This is a simple class called TalkToChatGPT that interacts with OpenAI's ChatGPT model to have a conversation. The class has methods for initializing the instance, getting user input either from voice or text, converting text to speech, playing the generated speech, typing text on the console, asking a question to the ChatGPT model, getting available voices for text-to-speech conversion, and running the conversation. The main method orchestrates the conversation by asking a question, converting the response to speech, and playing it while typing out the reponse to the console concurrently.
Keep in mind that the text_to_speech method takes a string as input and asynchronously converts it to speech using the edge_tts.Communicate class and then the output speech is saved to an mp3 file (in the same directory where the talking_chatgpt.py is located). Please note that each new output overwrites the previous mp3 file. Also, keep in mind that the playing of the mp3 file will work only on Windows since I'm using winmm.dll and mciSendString function (https://learn.microsoft.com/en-us/previous-versions/dd757161(v=vs.85)).
To play mp3 on other operating systems, you can easily use any other Python module. For example, you could use playsound (https://pypi.org/project/playsound/):
from playsound import playsound
playsound('/path/to/a/sound/file/you/want/to/play.mp3')
The model in use is gpt-3.5-turbo-0613, but you can change it to any other OpenAI supported model (https://platform.openai.com/docs/models).
This script relies on several external and some built-in libraries, including openai for interacting with the OpenAI API (https://pypi.org/project/openai/), edge_tts for text-to-speech (https://pypi.org/project/edge-tts/), SpeechRecognition for speech recognition (https://pypi.org/project/SpeechRecognition/), ctypes utilizing winmm.dll for playing mp3 files, asyncio for running asynchronous tasks, and json for printing json formatted data.
You can install external modules using following command:
pip install openai edge_tts SpeechRecognition
Also, for this to work, you'll need OpenAI API key. Just follow these steps to get it:
First, you'll need an account on OpenAI. If you don't have one already, go to the OpenAI website and sign up.

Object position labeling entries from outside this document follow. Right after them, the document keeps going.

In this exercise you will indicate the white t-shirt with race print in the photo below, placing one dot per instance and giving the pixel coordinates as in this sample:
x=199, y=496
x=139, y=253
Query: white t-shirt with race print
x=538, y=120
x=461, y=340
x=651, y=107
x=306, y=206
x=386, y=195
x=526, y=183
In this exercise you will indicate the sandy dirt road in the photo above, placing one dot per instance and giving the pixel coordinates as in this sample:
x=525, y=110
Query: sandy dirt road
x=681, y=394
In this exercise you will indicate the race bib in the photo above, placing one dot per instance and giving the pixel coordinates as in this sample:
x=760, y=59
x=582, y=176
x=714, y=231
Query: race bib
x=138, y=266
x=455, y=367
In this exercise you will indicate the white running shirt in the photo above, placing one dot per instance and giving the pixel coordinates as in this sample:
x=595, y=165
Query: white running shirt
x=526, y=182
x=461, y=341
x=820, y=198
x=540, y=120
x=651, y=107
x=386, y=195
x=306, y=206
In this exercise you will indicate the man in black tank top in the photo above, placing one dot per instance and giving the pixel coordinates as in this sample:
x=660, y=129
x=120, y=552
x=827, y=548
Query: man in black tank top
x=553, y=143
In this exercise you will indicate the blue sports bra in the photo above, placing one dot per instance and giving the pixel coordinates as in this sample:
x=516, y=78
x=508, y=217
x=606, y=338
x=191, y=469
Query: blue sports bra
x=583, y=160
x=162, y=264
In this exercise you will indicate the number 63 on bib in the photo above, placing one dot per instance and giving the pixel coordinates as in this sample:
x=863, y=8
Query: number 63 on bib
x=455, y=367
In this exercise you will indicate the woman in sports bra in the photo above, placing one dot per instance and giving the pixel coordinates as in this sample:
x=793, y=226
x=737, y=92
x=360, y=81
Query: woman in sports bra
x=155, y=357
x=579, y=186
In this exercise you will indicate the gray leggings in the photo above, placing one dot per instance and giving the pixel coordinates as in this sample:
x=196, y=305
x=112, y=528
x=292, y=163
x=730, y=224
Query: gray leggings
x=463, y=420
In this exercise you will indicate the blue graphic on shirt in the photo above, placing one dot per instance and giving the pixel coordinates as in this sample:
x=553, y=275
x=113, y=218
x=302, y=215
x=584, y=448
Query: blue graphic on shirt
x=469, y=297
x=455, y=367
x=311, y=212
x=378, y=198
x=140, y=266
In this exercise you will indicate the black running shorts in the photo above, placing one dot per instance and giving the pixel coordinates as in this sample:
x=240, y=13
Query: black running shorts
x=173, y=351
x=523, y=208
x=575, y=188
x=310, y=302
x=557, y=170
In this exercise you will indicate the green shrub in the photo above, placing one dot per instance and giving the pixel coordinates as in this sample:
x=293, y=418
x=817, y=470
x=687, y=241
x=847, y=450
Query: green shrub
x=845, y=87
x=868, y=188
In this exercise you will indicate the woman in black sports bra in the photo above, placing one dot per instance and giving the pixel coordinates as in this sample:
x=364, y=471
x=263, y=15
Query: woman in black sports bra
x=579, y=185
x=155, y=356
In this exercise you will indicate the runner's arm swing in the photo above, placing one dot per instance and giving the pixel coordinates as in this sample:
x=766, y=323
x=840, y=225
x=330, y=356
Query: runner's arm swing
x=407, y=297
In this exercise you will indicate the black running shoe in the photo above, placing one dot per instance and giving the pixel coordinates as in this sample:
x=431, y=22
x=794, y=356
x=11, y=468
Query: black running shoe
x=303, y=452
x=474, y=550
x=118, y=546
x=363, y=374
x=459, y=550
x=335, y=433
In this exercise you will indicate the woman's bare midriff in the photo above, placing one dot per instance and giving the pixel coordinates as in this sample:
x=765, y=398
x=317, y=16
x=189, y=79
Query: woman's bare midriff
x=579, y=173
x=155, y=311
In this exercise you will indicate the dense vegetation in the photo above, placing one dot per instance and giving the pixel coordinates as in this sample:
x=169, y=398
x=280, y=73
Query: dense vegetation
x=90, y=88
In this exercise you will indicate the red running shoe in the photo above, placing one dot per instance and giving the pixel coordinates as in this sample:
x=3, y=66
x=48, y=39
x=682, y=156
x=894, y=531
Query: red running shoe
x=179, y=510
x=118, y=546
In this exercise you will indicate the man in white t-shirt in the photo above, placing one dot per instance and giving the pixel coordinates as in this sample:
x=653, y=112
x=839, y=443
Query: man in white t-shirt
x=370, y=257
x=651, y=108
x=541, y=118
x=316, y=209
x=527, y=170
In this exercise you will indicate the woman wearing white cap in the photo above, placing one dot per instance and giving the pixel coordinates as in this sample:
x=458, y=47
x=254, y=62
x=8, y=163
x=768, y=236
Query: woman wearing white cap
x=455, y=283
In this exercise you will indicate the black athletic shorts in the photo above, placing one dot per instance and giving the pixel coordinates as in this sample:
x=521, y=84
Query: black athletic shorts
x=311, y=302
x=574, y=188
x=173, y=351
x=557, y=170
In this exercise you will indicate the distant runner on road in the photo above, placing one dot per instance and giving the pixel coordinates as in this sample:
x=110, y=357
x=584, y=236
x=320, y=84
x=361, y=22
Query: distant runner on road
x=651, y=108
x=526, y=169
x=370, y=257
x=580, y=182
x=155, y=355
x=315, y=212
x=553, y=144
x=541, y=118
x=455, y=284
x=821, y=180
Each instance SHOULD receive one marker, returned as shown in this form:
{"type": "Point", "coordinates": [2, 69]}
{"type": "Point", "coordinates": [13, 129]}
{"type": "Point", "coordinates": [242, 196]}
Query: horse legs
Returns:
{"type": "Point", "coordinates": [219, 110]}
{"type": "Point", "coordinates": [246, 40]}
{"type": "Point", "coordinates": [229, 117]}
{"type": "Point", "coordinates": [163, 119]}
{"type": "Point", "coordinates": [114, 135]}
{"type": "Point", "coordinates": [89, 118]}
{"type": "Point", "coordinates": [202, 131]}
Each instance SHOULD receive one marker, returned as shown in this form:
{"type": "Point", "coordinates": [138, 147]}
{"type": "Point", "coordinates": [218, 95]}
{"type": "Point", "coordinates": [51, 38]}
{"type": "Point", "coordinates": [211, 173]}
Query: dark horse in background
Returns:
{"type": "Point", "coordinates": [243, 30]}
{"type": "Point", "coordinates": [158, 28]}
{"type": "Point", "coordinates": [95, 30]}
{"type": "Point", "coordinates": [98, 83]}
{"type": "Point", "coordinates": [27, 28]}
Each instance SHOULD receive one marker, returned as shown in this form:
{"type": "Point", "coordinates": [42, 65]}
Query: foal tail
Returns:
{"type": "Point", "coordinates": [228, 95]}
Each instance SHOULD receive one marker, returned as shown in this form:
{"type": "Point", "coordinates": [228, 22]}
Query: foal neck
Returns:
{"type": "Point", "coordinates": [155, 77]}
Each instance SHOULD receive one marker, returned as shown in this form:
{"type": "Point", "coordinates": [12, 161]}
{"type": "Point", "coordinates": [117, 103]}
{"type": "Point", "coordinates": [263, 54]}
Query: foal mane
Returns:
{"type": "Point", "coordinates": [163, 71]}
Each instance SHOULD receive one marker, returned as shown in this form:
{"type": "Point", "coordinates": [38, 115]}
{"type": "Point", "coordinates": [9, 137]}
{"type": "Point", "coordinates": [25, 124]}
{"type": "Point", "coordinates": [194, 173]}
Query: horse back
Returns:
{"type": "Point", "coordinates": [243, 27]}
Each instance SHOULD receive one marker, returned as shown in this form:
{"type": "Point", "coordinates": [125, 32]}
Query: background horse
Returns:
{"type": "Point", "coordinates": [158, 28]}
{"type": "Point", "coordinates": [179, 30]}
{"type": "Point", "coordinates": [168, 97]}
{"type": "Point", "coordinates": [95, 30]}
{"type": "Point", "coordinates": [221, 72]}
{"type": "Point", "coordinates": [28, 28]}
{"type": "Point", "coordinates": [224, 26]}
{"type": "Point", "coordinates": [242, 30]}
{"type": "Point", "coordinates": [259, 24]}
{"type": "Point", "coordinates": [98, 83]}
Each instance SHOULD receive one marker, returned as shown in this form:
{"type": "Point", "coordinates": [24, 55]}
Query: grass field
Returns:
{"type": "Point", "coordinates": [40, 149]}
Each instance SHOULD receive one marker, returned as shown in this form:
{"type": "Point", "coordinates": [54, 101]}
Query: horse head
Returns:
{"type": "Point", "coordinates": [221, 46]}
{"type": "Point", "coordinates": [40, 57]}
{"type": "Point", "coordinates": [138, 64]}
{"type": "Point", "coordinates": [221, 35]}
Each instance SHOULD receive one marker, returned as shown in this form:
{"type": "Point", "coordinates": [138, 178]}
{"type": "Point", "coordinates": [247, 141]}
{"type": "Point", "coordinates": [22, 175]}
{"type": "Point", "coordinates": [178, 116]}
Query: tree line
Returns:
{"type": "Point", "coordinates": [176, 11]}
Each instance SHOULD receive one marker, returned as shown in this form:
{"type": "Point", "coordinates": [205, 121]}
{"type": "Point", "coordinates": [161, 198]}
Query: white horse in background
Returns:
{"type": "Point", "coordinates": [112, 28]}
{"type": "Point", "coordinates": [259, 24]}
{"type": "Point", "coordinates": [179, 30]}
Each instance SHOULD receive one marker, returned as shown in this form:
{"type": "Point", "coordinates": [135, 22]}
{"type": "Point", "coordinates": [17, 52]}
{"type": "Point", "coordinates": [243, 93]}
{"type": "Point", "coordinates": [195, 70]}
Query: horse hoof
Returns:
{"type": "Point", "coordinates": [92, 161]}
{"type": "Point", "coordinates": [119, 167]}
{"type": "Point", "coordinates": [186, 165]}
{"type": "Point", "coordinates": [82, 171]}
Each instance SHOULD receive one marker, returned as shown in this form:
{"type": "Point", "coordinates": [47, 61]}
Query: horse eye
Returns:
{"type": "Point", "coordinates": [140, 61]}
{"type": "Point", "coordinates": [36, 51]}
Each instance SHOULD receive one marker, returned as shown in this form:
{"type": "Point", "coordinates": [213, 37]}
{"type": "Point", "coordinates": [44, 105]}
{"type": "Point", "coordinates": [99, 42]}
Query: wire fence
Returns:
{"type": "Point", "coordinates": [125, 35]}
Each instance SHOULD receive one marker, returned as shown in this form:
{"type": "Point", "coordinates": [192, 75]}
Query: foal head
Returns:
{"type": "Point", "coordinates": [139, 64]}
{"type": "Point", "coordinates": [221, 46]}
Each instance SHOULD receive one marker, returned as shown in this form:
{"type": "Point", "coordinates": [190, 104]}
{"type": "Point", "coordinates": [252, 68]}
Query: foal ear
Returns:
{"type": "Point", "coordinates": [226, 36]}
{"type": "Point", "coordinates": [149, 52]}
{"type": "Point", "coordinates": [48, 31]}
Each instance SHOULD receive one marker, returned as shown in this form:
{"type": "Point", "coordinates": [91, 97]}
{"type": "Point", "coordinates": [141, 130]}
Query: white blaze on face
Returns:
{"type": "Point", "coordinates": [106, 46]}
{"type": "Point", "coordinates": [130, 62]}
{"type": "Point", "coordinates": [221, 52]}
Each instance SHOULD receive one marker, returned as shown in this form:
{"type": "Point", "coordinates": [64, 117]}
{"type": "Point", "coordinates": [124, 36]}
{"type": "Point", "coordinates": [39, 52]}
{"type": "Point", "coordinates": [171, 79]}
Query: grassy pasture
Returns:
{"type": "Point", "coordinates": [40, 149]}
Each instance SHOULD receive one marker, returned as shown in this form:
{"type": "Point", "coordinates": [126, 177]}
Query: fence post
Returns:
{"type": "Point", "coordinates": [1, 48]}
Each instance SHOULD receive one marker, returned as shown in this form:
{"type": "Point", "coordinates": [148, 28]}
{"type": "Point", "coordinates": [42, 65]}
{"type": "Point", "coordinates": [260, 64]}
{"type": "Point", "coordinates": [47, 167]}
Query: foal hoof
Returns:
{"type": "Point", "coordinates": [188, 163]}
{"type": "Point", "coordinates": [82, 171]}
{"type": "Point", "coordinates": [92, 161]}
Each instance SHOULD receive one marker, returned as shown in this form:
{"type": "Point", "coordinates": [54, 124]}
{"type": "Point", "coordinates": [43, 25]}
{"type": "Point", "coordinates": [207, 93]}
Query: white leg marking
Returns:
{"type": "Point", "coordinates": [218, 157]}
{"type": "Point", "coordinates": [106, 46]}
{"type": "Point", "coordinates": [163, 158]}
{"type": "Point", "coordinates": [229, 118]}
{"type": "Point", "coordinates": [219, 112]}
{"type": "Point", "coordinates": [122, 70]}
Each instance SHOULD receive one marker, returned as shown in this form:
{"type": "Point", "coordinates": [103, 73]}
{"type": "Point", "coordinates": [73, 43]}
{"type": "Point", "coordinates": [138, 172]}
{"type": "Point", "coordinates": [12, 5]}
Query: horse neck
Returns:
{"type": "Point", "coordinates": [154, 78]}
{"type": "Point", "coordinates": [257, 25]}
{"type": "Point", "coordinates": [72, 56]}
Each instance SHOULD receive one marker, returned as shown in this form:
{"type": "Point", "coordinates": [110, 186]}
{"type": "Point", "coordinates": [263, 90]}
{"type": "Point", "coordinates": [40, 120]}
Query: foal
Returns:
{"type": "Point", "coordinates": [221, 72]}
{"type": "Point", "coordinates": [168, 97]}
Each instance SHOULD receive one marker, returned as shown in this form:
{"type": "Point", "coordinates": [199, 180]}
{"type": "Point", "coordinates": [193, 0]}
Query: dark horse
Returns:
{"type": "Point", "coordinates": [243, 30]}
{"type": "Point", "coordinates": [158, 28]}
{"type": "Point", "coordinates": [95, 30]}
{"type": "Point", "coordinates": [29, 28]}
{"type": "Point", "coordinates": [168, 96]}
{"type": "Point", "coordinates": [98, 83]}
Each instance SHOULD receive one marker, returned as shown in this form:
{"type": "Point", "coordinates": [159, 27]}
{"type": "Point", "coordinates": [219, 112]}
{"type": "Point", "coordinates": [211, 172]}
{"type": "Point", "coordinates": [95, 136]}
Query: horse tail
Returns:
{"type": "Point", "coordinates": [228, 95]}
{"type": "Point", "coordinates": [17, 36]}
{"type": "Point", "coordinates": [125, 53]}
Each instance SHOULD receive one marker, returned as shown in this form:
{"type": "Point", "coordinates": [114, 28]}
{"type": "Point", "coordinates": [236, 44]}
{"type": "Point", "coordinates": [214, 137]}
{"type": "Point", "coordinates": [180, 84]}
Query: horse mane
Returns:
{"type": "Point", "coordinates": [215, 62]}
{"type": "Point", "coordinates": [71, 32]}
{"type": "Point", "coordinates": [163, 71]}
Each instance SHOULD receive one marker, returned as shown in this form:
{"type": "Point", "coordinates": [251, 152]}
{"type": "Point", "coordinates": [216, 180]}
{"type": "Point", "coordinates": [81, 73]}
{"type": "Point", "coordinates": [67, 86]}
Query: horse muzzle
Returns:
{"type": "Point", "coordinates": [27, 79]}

After signing in to your account, navigate to the API Keys section. This can typically be found in the account settings or dashboard.
Click on the button that says "Create a new API Key" or similar. Follow the prompts to generate a new key.
Be sure to note down your API key in a safe place, as it will not be shown again. However, if you lose it, you can always generate a new one.
Then you can define it either as an environment variable or using API_KEY variable directly in the code.
Just create an instance of the TalkToChatGPT, and run it within the asyncio.run() function, as follows:
assistant = TalkToChatGPT(voice="en-US-JennyNeural", output_file="test.mp3", input_type="voice", language="en-US")
asyncio.run(assistant.main())
The TalkToChatGPT class includes a convenient method called get_available_voices(). This method queries and displays all the available voices that can be used for the text-to-speech functionality in edge_tts. The output is formatted as a dictionary, with each entry indicating a voice's friendly name and its corresponding short name which is used as a parameter when creating an instance of TalkToChatGPT. This way you can easily find out what languages are supported and how to use them.
To use this method and list all the available voices, simply call get_available_voices() on an instance of TalkToChatGPT within the asyncio.run() function:
asyncio.run(assistant.get_available_voices())
Remember to replace assistant with your instance of TalkToChatGPT class. This call will execute the get_available_voices() method asynchronously, listing all possible voices for your text-to-speech needs.